As eleições presidências são neste momento uma importante frente do combate que travamos pela ruptura e pela mudança e em defesa dos interesses vitais do nosso povo.

Um combate que exige de nós, a partir de agora e à medida que se clarifica e formaliza o quadro das diversas candidaturas, um crescente empenhamento para dar à nossa candidatura, à candidatura do camarada Francisco Lopes a dinâmica, a força, a expressão de massas que a projecte como a candidatura dos que não se rendem, nem capitulam perante os objectivos e a chantagem dos grandes interesses e poderosos e do seu projecto de exploração dos trabalhadores e dos povos.

Um combate que se integra e articula com a luta que os trabalhadores e as massas populares desenvolvem contra a ofensiva da política de direita no nosso país e contra os interesses do capitalismo e do imperialismo que na Europa estão a impor a sua lei – a lei do mais forte – para submeter os povos aos interesses dos grandes potentados económicos e das grandes potências. Por isso esta candidatura também é uma candidatura de um combate mais geral que se trava em várias frentes e em relação às quais precisamos igualmente de dedicar o máximo do nosso esforço e a nossa melhor atenção.

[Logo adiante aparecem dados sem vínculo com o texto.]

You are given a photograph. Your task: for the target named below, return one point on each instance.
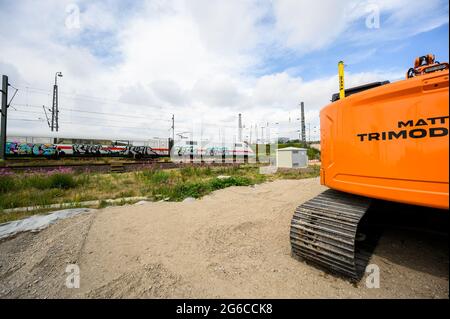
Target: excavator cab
(384, 142)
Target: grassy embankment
(21, 190)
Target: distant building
(292, 157)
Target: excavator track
(324, 231)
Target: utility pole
(3, 117)
(173, 127)
(303, 129)
(55, 110)
(240, 128)
(309, 132)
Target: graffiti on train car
(87, 149)
(15, 148)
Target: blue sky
(204, 60)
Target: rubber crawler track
(324, 231)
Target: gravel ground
(233, 243)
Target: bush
(64, 181)
(155, 176)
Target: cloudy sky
(129, 65)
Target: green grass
(312, 152)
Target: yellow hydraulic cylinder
(341, 80)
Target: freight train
(58, 146)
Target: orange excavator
(379, 141)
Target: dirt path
(233, 243)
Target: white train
(209, 151)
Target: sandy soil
(231, 244)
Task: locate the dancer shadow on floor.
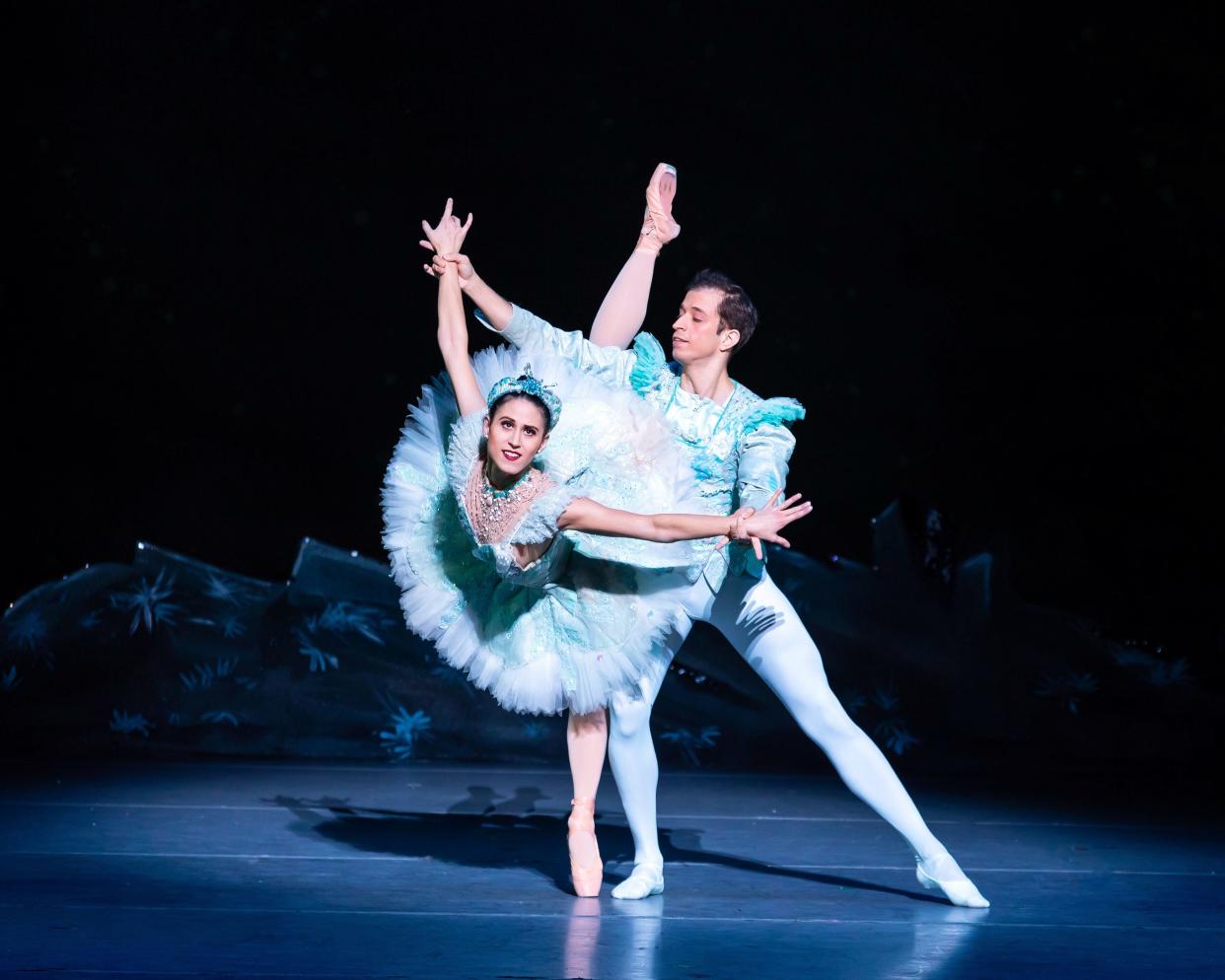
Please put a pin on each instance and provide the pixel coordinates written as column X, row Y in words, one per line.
column 532, row 840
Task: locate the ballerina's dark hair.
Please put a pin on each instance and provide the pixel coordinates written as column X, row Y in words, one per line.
column 737, row 312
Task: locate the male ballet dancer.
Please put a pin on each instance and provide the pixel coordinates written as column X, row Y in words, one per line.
column 740, row 446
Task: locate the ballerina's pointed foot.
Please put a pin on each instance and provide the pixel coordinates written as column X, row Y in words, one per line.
column 941, row 873
column 644, row 880
column 586, row 868
column 658, row 224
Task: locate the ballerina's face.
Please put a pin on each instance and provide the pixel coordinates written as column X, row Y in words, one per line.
column 696, row 332
column 516, row 431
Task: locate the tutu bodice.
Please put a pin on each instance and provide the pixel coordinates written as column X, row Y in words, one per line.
column 586, row 619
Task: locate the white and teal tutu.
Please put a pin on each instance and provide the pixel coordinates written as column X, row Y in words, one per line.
column 587, row 619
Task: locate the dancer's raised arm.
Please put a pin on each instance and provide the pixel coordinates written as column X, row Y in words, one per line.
column 528, row 331
column 446, row 238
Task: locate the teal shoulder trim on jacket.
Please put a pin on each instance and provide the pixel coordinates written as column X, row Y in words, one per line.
column 773, row 412
column 648, row 362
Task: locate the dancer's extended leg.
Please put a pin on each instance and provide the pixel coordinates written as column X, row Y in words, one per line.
column 632, row 755
column 623, row 309
column 760, row 624
column 586, row 741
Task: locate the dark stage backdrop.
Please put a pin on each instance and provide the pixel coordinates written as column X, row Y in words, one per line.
column 985, row 246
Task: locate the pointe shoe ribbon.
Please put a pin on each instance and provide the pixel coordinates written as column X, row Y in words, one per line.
column 586, row 877
column 658, row 226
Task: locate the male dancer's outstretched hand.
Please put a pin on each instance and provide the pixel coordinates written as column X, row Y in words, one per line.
column 764, row 525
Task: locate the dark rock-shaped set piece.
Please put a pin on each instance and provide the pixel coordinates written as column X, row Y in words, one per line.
column 936, row 658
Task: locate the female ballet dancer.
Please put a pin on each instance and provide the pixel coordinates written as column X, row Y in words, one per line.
column 567, row 595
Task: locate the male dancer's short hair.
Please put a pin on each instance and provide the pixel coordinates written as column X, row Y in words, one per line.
column 737, row 312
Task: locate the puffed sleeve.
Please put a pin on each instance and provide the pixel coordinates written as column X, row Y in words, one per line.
column 765, row 449
column 530, row 332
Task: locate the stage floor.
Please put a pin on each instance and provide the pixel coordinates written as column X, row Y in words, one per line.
column 315, row 870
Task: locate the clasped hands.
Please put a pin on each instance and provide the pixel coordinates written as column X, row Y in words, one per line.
column 445, row 242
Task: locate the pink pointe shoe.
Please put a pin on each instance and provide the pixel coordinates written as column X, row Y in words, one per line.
column 658, row 226
column 586, row 877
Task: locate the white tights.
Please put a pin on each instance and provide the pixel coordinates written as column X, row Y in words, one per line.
column 758, row 620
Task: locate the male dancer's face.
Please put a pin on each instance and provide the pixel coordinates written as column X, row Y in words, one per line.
column 696, row 331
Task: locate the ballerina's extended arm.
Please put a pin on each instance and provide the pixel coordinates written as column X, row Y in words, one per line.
column 452, row 329
column 744, row 525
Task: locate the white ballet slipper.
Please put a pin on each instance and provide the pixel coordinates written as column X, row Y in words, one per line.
column 941, row 873
column 644, row 880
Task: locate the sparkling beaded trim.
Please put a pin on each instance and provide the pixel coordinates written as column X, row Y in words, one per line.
column 494, row 514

Temos, de facto, pela frente duros combates, tão duros quanto assistimos à mais brutal das ofensivas destes últimos anos, pela acção concertada do governo do PS e do PSD e que tem na proposta do Orçamento de Estado para o próximo ano mais um instrumento de extorsão dos trabalhadores e das populações.

Duros combates que se desdobram, como desejamos e precisamos, numa forte e determinada intervenção eleitoral, numa imprescindível acção militante de apoio ao desenvolvimento da luta de massas que aí está também, com a marcação da Greve Geral pela CGTP-IN e as grandes manifestações e lutas já anunciadas, particularmente a manifestação da Administração Pública do dia 6, mas também dando uma atenção dedicada à luta que se trava no seio das instituições com denúncia e com proposta para minorar os efeitos da política de desastre social e nacional que tomou conta do país.

Nós temos confiança e a certeza que estaremos à altura de travar esses duros combates. Temos confiança que o camarada Francisco Lopes, na sua experiência, na sua dedicação à causa dos trabalhadores e das populações, na sua comprovada capacidade forjada em anos e anos de luta em defesa dos interesses do nosso povo e do país, fará mais que a parte que lhe compete! Então, ganhemos mais confiança na intervenção e capacidade do nosso colectivo partidário e em todos os democratas que estão connosco neste combate eleitoral e nas diversas frentes em que lutamos.

O país e os portugueses que trabalham e sofrem as consequências de uma crise para qual nada contribuíram, vivem hoje e acompanham com grande preocupação a perspectiva de uma ainda maior e acelerada degradação das suas condições de vida com as propostas e medidas contidas no Orçamento do Estado para 2011.

À medida que se aprofunda o conhecimento sobre a proposta do governo de Orçamento de Estado para 2011, mais se confirma que estamos perante um Orçamento brutalmente injusto do ponto de vista social e que do ponto de vista económico inevitavelmente contribuirá para acentuar o declínio do país e o agravamento de todos os problemas nacionais.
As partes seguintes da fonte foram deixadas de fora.